Наконец, в один прекрасный день он сказал:

- Радуюсь, monsieur, что вы именно у меня нашли такой сорт карандашей, какой вам нравится.

А я в этот день купил у него уже 21-й карандаш.

V.

Я сижу как-то вечером в большом ресторане и просматриваю иллюстрированные журналы. Отворяется дверь и входит дама. Она с минуту стоит посреди залы и осматривается вокруг. Она необыкновенно красива, да, необыкновенно красива, но её выкрашенные в яркий, рыжий цвет волосы обличают в ней даму полусвета, и манеры её вызывающи и высокомерны. Она повертывается ко мне и говорит:

- Будьте так любезны, monsieur, пойти и заплатить моему фиакру.

Я совсем не сижу к ней близко, однако-же она почему-то обратилась ко мне. Я злюсь и кусаю губы, подзываю гарсона и говорю ему:

- Пойдите и заплатите фиакру этой дамы.

При этом бросаю на стол двадцатифранковую монету. Дама поражена и оглядывает меня с большим изумлением.

Я усаживаюсь поудобнее на своем месте, продолжаю разглядывать, как ни в чем не бывало, журналы и радуюсь, что проучил эту даму.

Она садится за другой стол.
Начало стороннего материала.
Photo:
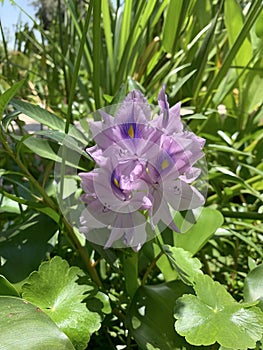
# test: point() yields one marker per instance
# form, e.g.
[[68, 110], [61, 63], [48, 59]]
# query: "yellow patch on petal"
[[131, 132], [165, 164], [116, 182]]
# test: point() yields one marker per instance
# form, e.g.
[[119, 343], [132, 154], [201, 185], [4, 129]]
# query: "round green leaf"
[[150, 317], [6, 288], [214, 316], [54, 289], [253, 287], [25, 327]]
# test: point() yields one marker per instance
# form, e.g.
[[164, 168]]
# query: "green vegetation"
[[200, 288]]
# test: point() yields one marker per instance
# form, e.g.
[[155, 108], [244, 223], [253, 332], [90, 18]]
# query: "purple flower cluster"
[[145, 167]]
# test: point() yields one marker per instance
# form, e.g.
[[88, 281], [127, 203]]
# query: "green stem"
[[130, 269], [242, 215], [150, 267]]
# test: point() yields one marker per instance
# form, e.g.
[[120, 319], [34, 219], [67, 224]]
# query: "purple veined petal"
[[169, 120], [134, 108], [108, 120], [190, 175], [87, 180], [182, 196], [131, 228], [161, 211], [115, 234], [91, 218], [97, 154]]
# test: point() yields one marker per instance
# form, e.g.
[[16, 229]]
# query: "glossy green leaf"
[[6, 288], [54, 289], [199, 233], [8, 95], [25, 327], [23, 247], [253, 286], [214, 316], [181, 262], [46, 118], [150, 317]]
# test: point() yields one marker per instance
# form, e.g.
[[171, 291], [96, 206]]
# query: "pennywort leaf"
[[214, 316], [55, 290]]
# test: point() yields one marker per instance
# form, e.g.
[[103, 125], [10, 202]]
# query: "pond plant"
[[131, 216]]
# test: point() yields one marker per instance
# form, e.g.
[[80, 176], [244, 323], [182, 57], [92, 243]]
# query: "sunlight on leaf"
[[54, 289], [214, 316]]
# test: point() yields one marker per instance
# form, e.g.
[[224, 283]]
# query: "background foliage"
[[75, 57]]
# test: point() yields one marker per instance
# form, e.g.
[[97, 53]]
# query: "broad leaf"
[[6, 288], [150, 317], [46, 118], [25, 327], [24, 247], [199, 233], [54, 289], [253, 287], [8, 95], [214, 316], [178, 262]]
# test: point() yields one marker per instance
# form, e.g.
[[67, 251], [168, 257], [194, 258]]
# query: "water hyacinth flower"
[[145, 167]]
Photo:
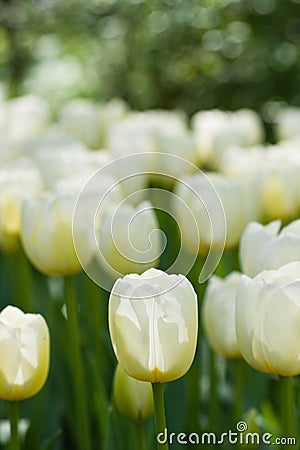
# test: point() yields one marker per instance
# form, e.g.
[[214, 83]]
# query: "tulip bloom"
[[153, 324], [46, 234], [24, 354], [218, 313], [133, 398], [267, 320], [264, 247]]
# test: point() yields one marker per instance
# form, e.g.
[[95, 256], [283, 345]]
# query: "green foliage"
[[154, 54]]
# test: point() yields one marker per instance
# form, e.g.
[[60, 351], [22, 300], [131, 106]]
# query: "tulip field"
[[149, 224], [150, 282]]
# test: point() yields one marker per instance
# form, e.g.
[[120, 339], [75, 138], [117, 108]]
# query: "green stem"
[[213, 397], [139, 433], [238, 394], [160, 417], [81, 411], [14, 419], [20, 277], [287, 406]]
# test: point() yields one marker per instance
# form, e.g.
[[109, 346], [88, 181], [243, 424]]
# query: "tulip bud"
[[267, 320], [46, 234], [18, 181], [24, 354], [133, 398], [153, 323], [219, 314], [264, 247]]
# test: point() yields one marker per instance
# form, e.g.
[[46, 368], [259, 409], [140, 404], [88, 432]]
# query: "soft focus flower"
[[46, 234], [81, 118], [129, 239], [133, 398], [27, 117], [18, 181], [287, 123], [218, 314], [267, 320], [217, 130], [211, 199], [153, 323], [153, 133], [264, 247], [24, 354]]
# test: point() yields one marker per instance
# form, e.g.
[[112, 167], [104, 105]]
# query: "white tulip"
[[218, 314], [46, 234], [267, 320], [24, 353], [153, 323], [265, 247]]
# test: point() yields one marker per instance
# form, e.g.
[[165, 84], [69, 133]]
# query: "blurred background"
[[190, 55]]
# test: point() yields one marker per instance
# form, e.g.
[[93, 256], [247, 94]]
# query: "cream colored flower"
[[24, 353], [153, 323]]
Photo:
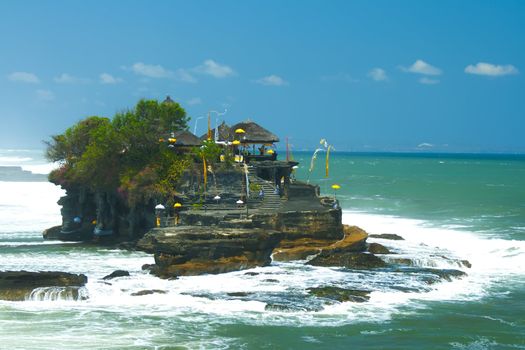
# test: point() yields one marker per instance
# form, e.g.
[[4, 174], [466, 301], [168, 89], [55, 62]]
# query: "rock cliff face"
[[194, 250], [87, 214], [18, 285], [316, 224]]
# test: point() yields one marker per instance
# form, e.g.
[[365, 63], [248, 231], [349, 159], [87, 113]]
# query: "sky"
[[443, 76]]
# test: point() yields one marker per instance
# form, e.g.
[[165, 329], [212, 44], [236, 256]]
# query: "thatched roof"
[[186, 138], [225, 133], [254, 133]]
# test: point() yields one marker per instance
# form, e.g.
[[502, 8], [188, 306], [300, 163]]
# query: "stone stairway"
[[271, 201]]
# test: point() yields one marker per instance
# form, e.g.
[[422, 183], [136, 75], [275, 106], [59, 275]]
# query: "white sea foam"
[[28, 208]]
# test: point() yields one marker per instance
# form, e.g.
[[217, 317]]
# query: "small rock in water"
[[239, 294], [271, 280], [348, 260], [466, 263], [252, 273], [148, 292], [402, 261], [376, 248], [289, 308], [115, 274], [391, 236], [340, 294]]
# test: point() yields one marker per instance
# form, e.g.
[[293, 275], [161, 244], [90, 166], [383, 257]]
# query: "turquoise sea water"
[[447, 207]]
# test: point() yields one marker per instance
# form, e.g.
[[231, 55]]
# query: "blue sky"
[[366, 75]]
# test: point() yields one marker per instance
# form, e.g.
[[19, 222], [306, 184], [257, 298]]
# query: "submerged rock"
[[18, 285], [348, 260], [376, 248], [354, 240], [431, 275], [290, 307], [466, 263], [115, 274], [239, 294], [148, 292], [340, 294], [195, 250], [391, 236]]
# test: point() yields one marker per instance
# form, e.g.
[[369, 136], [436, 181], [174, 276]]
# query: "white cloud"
[[425, 145], [151, 70], [106, 78], [378, 74], [339, 77], [45, 95], [428, 81], [422, 67], [493, 70], [24, 77], [272, 80], [185, 76], [65, 78], [194, 101], [215, 69]]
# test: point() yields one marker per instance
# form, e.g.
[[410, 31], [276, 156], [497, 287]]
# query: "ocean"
[[447, 207]]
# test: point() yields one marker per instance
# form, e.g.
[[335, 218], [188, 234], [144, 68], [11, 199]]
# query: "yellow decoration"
[[238, 158], [205, 171], [327, 159]]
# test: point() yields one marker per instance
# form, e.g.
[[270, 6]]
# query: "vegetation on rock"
[[122, 155]]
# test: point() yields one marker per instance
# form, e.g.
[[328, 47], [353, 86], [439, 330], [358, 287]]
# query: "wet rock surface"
[[348, 260], [115, 274], [340, 294], [376, 248], [391, 236], [194, 250], [148, 292], [353, 240], [18, 285]]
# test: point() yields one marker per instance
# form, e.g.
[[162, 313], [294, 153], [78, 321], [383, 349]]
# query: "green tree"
[[123, 154]]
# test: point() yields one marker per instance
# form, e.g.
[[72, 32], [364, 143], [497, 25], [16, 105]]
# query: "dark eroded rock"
[[354, 240], [195, 250], [239, 294], [340, 294], [18, 285], [148, 292], [391, 236], [376, 248], [348, 260], [115, 274], [466, 263]]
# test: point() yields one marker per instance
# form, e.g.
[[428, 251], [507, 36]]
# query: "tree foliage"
[[122, 154]]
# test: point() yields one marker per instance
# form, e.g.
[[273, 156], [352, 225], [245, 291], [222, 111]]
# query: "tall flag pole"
[[205, 172], [209, 127], [327, 159], [287, 150]]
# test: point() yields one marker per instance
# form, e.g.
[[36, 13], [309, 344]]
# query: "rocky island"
[[222, 202]]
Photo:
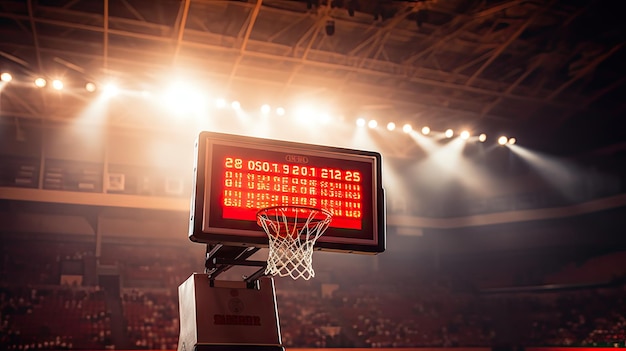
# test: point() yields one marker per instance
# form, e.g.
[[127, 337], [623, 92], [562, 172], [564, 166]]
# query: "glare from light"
[[182, 98], [57, 84], [110, 90], [90, 87], [40, 82]]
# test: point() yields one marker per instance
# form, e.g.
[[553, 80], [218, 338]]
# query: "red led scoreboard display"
[[235, 176]]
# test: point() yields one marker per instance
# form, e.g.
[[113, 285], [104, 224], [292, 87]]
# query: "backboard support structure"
[[238, 181]]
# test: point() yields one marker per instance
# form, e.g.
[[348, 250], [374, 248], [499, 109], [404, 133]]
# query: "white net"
[[292, 232]]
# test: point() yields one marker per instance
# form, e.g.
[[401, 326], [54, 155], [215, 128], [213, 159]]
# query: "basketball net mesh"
[[292, 232]]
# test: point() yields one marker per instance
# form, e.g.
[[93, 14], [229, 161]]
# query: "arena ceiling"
[[549, 71]]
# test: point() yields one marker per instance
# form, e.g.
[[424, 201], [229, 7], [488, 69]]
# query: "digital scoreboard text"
[[251, 179]]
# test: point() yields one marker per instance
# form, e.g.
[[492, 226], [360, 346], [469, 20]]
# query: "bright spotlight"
[[40, 82], [57, 84], [6, 77], [90, 87], [110, 90]]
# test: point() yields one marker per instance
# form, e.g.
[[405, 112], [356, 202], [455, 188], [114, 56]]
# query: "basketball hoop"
[[292, 232]]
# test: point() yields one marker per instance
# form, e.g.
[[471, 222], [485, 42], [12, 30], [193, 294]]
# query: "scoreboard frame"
[[212, 222]]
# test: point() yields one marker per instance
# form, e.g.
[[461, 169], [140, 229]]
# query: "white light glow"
[[40, 82], [90, 87], [57, 84], [183, 98], [110, 90]]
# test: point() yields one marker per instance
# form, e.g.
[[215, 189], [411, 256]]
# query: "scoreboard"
[[235, 176]]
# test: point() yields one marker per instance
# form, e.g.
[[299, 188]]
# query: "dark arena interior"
[[500, 124]]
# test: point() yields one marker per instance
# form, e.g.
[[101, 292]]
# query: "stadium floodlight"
[[6, 77], [57, 84], [40, 82]]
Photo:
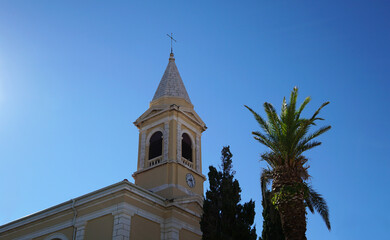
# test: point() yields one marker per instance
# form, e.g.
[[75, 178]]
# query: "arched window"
[[155, 145], [186, 147]]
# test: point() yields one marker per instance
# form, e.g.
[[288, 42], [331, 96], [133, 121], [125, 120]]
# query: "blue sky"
[[75, 75]]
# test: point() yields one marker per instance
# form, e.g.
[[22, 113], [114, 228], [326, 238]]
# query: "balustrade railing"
[[154, 161]]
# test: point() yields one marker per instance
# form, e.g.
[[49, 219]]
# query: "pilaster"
[[197, 153], [166, 141], [178, 142], [121, 230], [80, 231], [143, 149]]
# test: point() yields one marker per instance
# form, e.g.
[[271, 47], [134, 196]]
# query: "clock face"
[[190, 180]]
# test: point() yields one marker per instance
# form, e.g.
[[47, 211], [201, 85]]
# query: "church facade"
[[165, 201]]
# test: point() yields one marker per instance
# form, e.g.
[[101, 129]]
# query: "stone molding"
[[56, 235]]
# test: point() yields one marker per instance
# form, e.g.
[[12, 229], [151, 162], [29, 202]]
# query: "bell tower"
[[169, 152]]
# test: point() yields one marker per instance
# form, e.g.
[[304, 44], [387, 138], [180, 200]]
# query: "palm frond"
[[265, 179], [318, 203], [318, 111], [263, 124], [303, 105]]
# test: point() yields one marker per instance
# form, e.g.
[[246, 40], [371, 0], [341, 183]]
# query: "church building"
[[164, 202]]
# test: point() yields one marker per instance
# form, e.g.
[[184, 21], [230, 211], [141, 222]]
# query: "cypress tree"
[[223, 216], [272, 226]]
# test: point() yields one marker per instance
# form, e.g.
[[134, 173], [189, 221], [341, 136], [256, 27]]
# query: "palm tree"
[[287, 136]]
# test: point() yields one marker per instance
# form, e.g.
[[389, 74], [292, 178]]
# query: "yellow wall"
[[100, 228], [144, 229]]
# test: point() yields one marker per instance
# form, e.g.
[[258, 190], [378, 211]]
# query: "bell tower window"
[[155, 145], [186, 147]]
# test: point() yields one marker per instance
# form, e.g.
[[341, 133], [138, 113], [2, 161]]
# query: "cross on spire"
[[172, 39]]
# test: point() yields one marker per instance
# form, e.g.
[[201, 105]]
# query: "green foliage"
[[223, 216], [272, 226], [287, 137]]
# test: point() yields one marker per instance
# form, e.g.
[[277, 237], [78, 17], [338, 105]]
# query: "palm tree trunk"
[[290, 203]]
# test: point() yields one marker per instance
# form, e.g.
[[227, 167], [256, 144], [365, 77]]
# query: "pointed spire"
[[171, 84]]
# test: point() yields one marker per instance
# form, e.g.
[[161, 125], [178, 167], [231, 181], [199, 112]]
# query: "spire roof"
[[171, 84]]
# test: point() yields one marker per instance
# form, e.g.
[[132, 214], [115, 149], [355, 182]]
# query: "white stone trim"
[[180, 187], [109, 190], [56, 235], [163, 120], [123, 210]]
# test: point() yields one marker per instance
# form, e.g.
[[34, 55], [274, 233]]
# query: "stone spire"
[[171, 84]]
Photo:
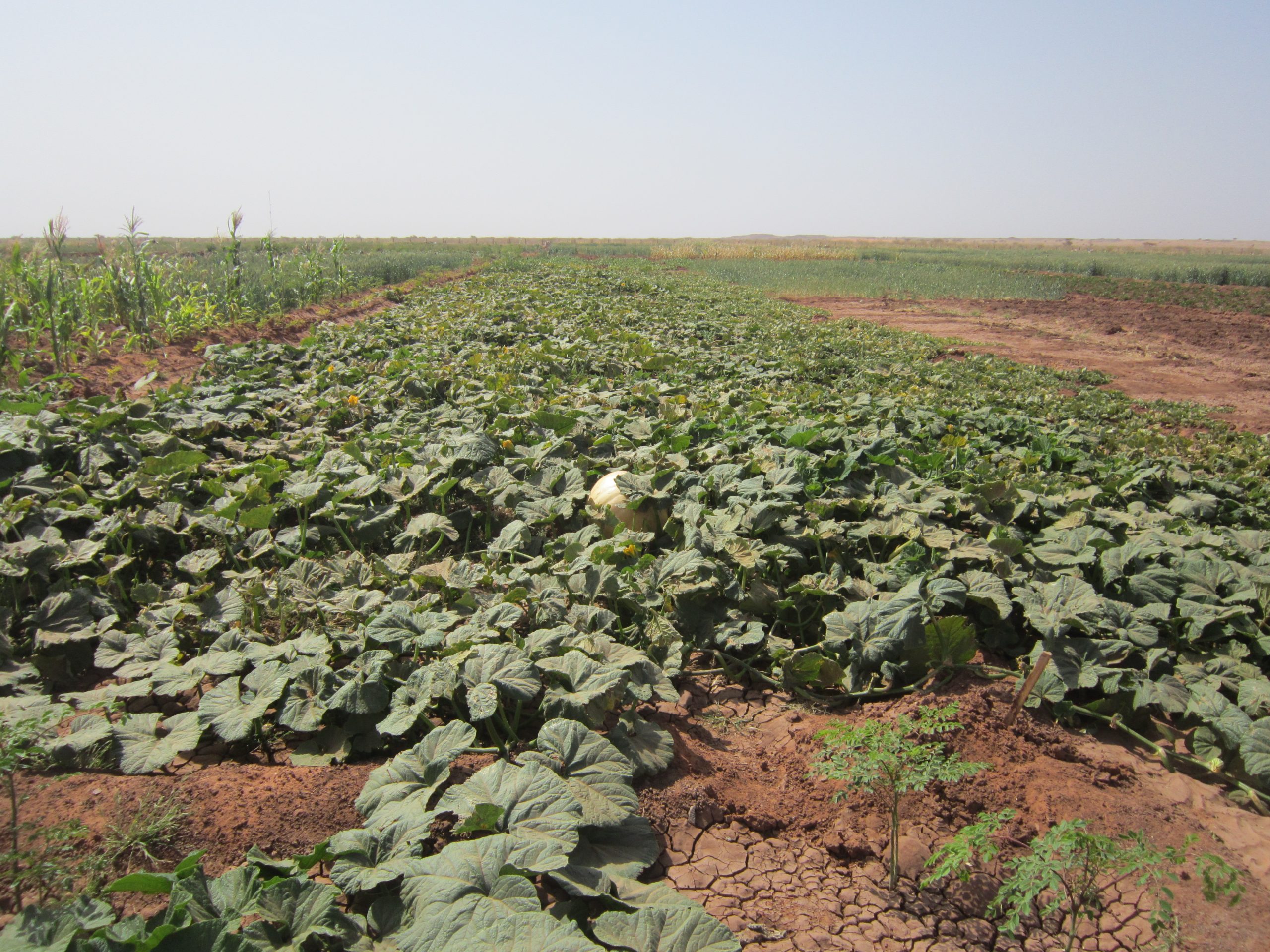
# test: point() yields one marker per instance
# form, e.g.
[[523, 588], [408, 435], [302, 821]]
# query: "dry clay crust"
[[769, 851]]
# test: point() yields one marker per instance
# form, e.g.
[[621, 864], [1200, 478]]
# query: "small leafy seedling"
[[892, 760], [1069, 870]]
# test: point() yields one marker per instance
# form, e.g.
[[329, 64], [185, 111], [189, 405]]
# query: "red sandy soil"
[[767, 849], [1152, 352], [770, 852]]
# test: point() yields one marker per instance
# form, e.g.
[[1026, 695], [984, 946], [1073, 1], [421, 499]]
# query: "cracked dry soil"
[[770, 852]]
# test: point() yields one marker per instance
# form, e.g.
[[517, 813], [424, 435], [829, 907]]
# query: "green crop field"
[[1217, 281], [378, 545]]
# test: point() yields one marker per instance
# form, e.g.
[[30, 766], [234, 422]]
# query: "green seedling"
[[893, 760], [1067, 873]]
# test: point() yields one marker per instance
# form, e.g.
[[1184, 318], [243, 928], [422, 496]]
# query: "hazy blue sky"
[[1094, 119]]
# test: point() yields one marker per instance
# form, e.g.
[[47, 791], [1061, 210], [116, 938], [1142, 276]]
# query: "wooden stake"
[[1013, 714]]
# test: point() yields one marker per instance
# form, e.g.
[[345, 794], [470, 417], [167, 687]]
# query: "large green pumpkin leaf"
[[649, 747], [296, 910], [539, 812], [408, 781], [597, 774], [1255, 751], [146, 742], [505, 667], [607, 853], [234, 711], [463, 889], [658, 930], [581, 688], [529, 931]]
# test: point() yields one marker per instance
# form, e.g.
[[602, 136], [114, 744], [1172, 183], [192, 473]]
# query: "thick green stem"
[[13, 837], [1169, 758], [894, 841]]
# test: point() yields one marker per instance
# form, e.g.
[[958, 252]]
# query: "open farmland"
[[342, 604]]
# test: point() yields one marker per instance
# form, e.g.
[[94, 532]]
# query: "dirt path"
[[1153, 352], [180, 359]]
Гарсон возвращается, отдает ей сдачу, получает франк на чай, кланяется и уходит. Сдача остается лежать перед ней на столе.

В ресторан входит господин, которого она знает; она подзывает его. Она рассказывает ему о том, как я невежливо поступил с ней, послав гарсона расплатиться, показывает сдачу, лежащую перед ней, пожимает плечами и качает головой.

Господин посылает ко мне гарсона с 20-тифранковой монетой. С невозмутимым спокойствием я беру монету и опускаю ее в карман.

Вдруг дама подходит ко мне. Мое хладнокровие бесит ее. Она непременно хочет, чтобы последнее слово осталось за ней.

- Получили вы обратно ваши деньги? - спрашивает она.

- Да, благодарю,- отвечаю я холодно

- Я заняла у этого господина луидор,- обращается она к моему соседу и затем объясняет ему, как я невежливо поступил, послав гарсона. Она обращается с тем же ко всем, окружающим нас; я, повидимому, глубоко оскорбил ее, и она ищет сочувствующих людей. Все начинают принимать в ней участие и комментировать "происшествие". Я слышу слово "иностранец"; все присутствующие на стороне дамы.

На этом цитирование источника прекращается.